P/TB Multiple | 1.68x | 1.78x | 1.88x | 1.98x | 2.08x |
TBVPS – Dec 2023 ($) | 33.4 | 33.4 | 33.4 | 33.4 | 33.4 |
Target Price ($) | 56.1 | 59.5 | 62.8 | 66.2 | 69.5 |
Market Price ($) | 75.4 | 75.4 | 75.4 | 75.4 | 75.4 |
Upside/(Downside) | (25.6)% | (21.1)% | (16.7)% | (12.3)% | (7.8)% |
Source: Author’s Estimates |
The stock has traded at an average P/E ratio of around 13.8x in the past, as shown below.

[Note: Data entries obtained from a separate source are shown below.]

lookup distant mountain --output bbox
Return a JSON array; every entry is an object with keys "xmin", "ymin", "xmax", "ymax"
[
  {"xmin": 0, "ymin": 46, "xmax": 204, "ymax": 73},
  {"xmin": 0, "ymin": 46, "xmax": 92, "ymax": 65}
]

FY19 | FY20 | FY21 | Average | |||
Earnings per Share ($) | 5.37 | 5.20 | 6.05 | |||
Average Market Price ($) | 80.8 | 68.7 | 79.7 | |||
Historical P/E | 15.1x | 13.2x | 13.2x | 13.8x | ||
Source: Company Financials, Yahoo Finance, Author’s Estimates |
Multiplying the average P/E multiple with the forecast earnings per share of $6.08 gives a target price of $84.0 for the end of 2023. This price target implies an 11.4% upside from the January 10 closing price. The following table shows the sensitivity of the target price to the P/E ratio.
P/E Multiple | 11.8x | 12.8x | 13.8x | 14.8x | 15.8x |
EPS 2023 ($) | 6.08 | 6.08 | 6.08 | 6.08 | 6.08 |
Target Price ($) | 71.8 | 77.9 | 84.0 | 90.1 | 96.2 |
Market Price ($) | 75.4 | 75.4 | 75.4 | 75.4 | 75.4 |
Upside/(Downside) | (4.8)% | 3.3% | 11.4% | 19.4% | 27.5% |
Source: Author’s Estimates |
Equally weighting the target prices from the two valuation methods gives a combined target price of $73.4, which implies a 2.7% downside from the current market price. Adding the forward dividend yield gives a total expected return of 0.6%. Hence, I’m adopting a hold rating on Tompkins Financial Corporation.